The reaction turbine is composed of moving blades (nozzles) alternating with fixed nozzles. In the reaction turbine, the steam is expanded in fixed nozzles and also in the moving nozzles. In other words, the steam is continually expanding as it flows over the blades. There is pressure and velocity loss in the moving blades. The moving blades have a converging steam nozzle. Hence when the steam passes over the fixed blades, it expands with a decrease in steam pressure and an increase in kinetic energy.

Reaction Turbine - schemaIn reaction turbines, the steam expands through the fixed nozzle, where the pressure potential energy is converted to kinetic energy. The high-velocity steam from fixed nozzles impacts the blades (nozzles), changes its direction, and undergoes further expansion. The change in its direction and the steam acceleration applies a force. The resulting impulse drives the blades forward, causing the rotor to turn. There is no net change in steam velocity across the stage but with a decrease in both pressure and temperature, reflecting the work performed in the driving of the rotor. In this type of turbine, the pressure drops occur in several stages because the pressure drop in a single stage is limited.

The main feature of this type of turbine is that the pressure drop per stage is lower in contrast to the impulse turbine, so the blades become smaller, and the number of stages increases. On the other hand, reaction turbines are usually more efficient, i.e., they have higher “isentropic turbine efficiency.” The reaction turbine was invented by Sir Charles Parsons and is known as the Parsons turbine.

In the case of steam turbines, such as would be used for electricity generation, a reaction turbine would require approximately double the number of blade rows as an impulse turbine for the same degree of thermal energy conversion. While this makes the reaction turbine much longer and heavier, the overall efficiency of a reaction turbine is slightly higher than the equivalent impulse turbine for the same thermal energy conversion.
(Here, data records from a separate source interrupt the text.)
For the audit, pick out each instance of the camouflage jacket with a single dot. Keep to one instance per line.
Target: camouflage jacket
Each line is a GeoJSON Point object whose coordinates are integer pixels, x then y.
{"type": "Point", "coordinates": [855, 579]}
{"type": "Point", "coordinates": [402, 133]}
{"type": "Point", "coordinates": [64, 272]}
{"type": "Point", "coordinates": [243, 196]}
Modern steam turbines frequently employ both reaction and impulse in the same unit, typically varying the degree of reaction and impulse from the blade root to its periphery. The rotor blades are usually designed like an impulse blade at the rot and a reaction blade at the tip.

Turbine Blade - Impulse and Reaction

Pressure Compounding of Reaction Turbine
Compounding of steam turbines is the method in which energy from the steam is extracted in several stages rather than a single stage in a turbine. In all turbines, the rotating blade velocity is proportional to the steam velocity passing over the blade. If the steam is expanded only in a single stage from the boiler pressure to the exhaust pressure, its velocity must be extremely high.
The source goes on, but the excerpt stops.